I’ve just done a very simple performance comparison between my neural network algorithm implementations (no exact time measurements though). Both applications are using a 1x10x10x10x5 Neural Network model, and both are learning the same amount of sample data.
- In the left corner:
- Old C++ code from the uni 15 years ago,
- Written in Borland C++ Builder 6,
- Fixed size containers for network parameters
- Implemented with arrays and lots of raw pointers,
- For loops with if/else conditions for matrix algorithms
- Mental amount of copy constructor calls when returning temporary matrices by value,
- Simple but should be fast.
- In the right corner:
- C++11 implementation
- Dynamic container sizes
- With lots of smart pointers
- Lots of vtable access,
- Move constructor semantics,
- Uses STL algorithms for almost everything except matrix product
- Transpose_iterator implementation that fakes a transposed matrix without actually shuffling the data – transposing a matrix is now flipping a boolean
- Wrapped in CLI/C++
- Displayed in C# WinForms.
Both are release builds started within 20 iterations from each other.
The new implementation is the clear winner, but it is very surprising by how little – by only 11.8%. Clearly there is a lot to improve in the performance. I think it’s time to start doing some serious profiling to find the worst offenders.

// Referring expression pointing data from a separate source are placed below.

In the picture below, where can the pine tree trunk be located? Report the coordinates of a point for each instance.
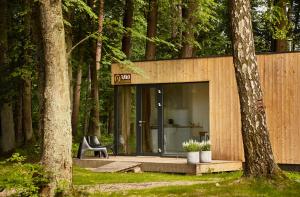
(19, 119)
(26, 102)
(188, 33)
(259, 159)
(39, 67)
(126, 91)
(127, 24)
(151, 29)
(26, 109)
(76, 97)
(7, 128)
(281, 44)
(57, 141)
(94, 122)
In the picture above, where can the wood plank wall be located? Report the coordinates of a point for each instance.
(280, 78)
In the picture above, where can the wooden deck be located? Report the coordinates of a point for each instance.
(163, 164)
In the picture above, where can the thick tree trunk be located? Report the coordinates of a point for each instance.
(39, 67)
(7, 128)
(151, 29)
(94, 122)
(57, 141)
(26, 102)
(19, 119)
(127, 24)
(188, 16)
(76, 97)
(259, 159)
(26, 109)
(126, 91)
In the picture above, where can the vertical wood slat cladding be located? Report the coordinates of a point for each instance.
(280, 79)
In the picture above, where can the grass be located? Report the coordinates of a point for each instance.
(86, 177)
(249, 188)
(229, 184)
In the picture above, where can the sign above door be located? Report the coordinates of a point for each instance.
(122, 78)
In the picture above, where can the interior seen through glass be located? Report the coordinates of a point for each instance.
(185, 116)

(Update: the worst offender is the already expected one, the matrix multiplication operator takes around 18% of the whole CPU time.)

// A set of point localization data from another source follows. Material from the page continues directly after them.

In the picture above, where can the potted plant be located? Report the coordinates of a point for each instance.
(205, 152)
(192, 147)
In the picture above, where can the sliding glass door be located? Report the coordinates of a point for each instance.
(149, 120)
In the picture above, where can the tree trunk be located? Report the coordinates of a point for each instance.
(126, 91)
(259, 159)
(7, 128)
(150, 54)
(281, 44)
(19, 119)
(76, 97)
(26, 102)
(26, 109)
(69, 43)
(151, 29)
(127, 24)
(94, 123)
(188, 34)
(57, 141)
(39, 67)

Both implementations can be downloaded with source code from GitHub:
My plans for further performance improvement include using SSE intrinsics and after that a CUDA core implementation. Tensor Core CUDA 9 implementation will have to wait though until I can afford to put my hands on a Volta card. (I need a “donate” button.)
Update 2: I have optimised the loops in the matrix multiplication algorithm:
- pre-fetching const values before the loops
- pre-fetching a function pointer to the right Getter function (transposed vs normal), saving an extra if/else condition from inside the loop
the speed difference between the two applications jumped to 35.8% – which is a lot more pleasing for me to see. The speed gain also shows in the profiler, the CPU spends around 16% less time in the matrix multiplier operator compared to the previous build.